Festival for peace
THE incongruities that exist in Pakistan would be fascinating had they not highlighted serious divisions and issues. Consider, for example, the fact that at the Sindh festival that kicked off in Moenjodaro on Saturday, security arrangements saw 2,000 policemen guarding some 500 guests. Although interior Sindh has not been as affected by militancy as many other parts of the country, it is difficult to deny that the risk is always there and for events such as the festival, all efforts have to be made to deter any potential threat. Then, there is the matter of the location itself. The site, also known as the Mound of the Dead, is some 5,000 years old and the remnant of one of the oldest urban societies in the world, the Indus Valley Civilisation. As the weekend started, it featured folk dancers and singers in festive dress, an effort, according to PPP leader Bilawal Bhutto Zardari — the face of the event — to promote peace in the country.

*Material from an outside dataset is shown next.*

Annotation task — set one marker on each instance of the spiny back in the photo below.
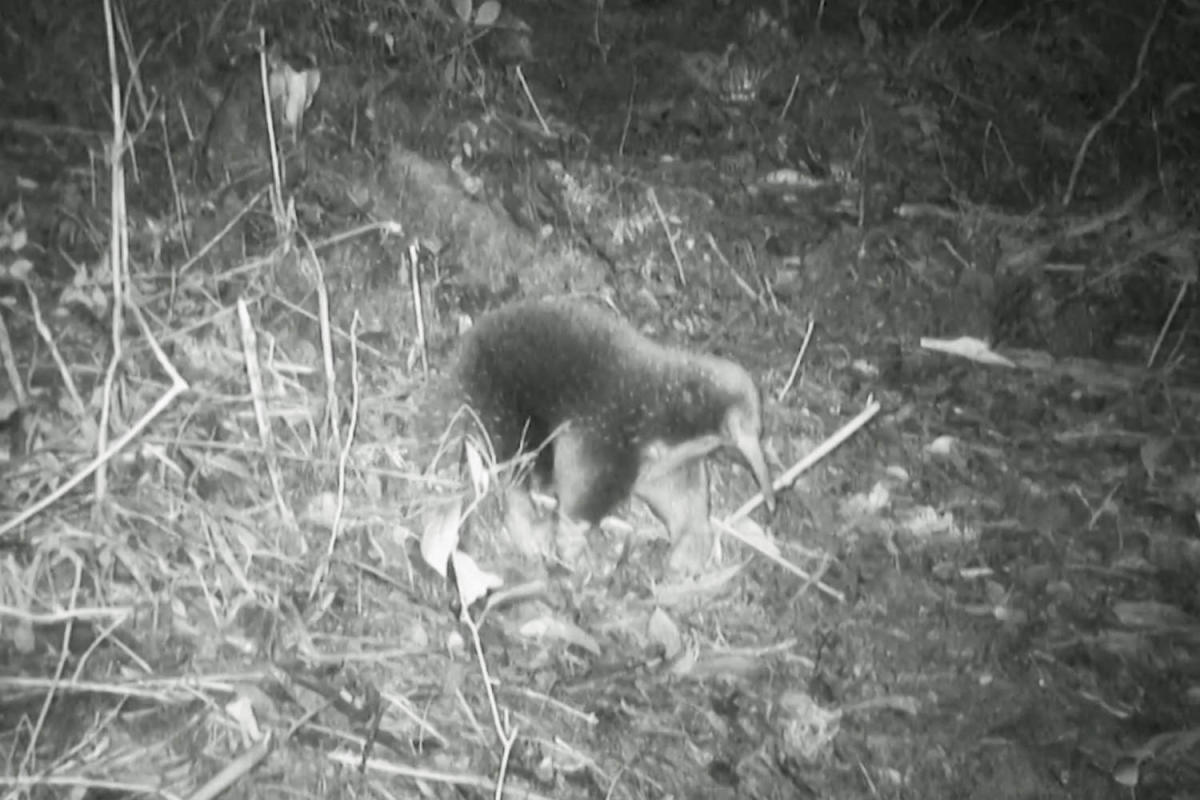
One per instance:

For understandable reasons, the choice of location has come under strong criticism, with many arguing that holding such an event on a Unesco-listed world heritage site is irresponsible. The organisers maintain that the site is in no danger since the stage, lights and other arrangements are not permanent and no digging has taken place. Time will tell what the consequences will be, and it can only be hoped that the organisers of the festival thought the plan through carefully and that the event doesn’t set a precedent that sees endangered historical sites being used in a careless fashion. That said, there can be no doubt that events such as these are sorely needed in a state that appears unable or unwilling to take on challenges that pose grave risk to its own existence. Those who keep going deserve support, for the effort to maintain a semblance of normality is an essential part of countering the militancy threat.